Brian Holt and Dr. Dennis Tolley, Department of Statistics
Per the original ORCA proposal, work has been done to estimate relative amounts of compounds from GC-MS (gas chromatography-mass spectrometry) data using an asymmetric penalized likelihood function. The initial results of this project were presented at the CPMS Student Research Conference in March of this year1. The results consist of a simulation study where we simulate the problem of co-eluting, or overlapping, compounds and attempt to apply basic regression techniques as well as the asymmetric penalty function to see how they compare. Under certain conditions the new penalty function has less bias, but overall the function is unstable. There are many parameters involved that must be optimized which leads to large variation in estimates. Further work might involve optimizing these parameters based on some selection criteria.
Because of the instability of the asymmetric penalty function approach, another important aspect of the problem is being investigated, that is, the problem of GC-MS biomarker identification and selection.
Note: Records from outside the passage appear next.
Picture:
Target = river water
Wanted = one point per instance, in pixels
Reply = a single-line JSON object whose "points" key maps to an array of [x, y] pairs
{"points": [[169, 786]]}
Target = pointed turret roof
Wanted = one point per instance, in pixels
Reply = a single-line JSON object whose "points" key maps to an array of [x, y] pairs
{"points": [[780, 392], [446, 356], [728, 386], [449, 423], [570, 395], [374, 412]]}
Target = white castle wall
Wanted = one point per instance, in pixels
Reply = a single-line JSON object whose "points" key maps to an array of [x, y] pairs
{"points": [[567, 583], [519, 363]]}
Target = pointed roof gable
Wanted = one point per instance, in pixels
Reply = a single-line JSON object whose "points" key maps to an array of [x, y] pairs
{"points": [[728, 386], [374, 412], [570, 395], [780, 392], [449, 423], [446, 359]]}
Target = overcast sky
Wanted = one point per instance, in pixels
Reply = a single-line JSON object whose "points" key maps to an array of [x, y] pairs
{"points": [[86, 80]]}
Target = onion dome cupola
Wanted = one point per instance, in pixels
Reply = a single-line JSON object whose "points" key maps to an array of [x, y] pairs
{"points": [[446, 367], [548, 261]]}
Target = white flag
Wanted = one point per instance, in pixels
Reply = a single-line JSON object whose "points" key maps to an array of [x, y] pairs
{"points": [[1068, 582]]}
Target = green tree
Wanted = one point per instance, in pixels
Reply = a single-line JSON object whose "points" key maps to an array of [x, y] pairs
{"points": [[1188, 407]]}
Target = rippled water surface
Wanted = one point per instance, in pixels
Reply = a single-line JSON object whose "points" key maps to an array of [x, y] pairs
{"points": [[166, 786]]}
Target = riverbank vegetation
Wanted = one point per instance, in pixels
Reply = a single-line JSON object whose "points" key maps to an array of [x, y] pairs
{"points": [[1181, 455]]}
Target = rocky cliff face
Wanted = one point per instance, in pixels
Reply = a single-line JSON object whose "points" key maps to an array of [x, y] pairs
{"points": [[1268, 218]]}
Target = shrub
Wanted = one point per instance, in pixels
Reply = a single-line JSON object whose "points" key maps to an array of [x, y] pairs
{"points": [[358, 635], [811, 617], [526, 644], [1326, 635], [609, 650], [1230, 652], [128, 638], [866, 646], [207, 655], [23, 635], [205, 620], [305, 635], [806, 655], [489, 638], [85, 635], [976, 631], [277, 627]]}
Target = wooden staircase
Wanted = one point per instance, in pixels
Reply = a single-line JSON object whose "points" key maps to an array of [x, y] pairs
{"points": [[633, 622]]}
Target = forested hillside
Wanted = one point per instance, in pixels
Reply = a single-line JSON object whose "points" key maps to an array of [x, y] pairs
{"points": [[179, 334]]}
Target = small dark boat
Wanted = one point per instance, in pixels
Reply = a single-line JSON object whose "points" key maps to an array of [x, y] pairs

Extensive work has been done to identify important peaks in GC-MS output for differentiation among genetically “close” species. Current work involves creating an automated algorithm that can identify all possible peaks in many samples and compare them to identify the best possible peak or combination of peaks that can best differentiate the sample groups. An automated algorithm is needed since the volume of data is so large and human eyes cannot always detect important differences in large chromatograms.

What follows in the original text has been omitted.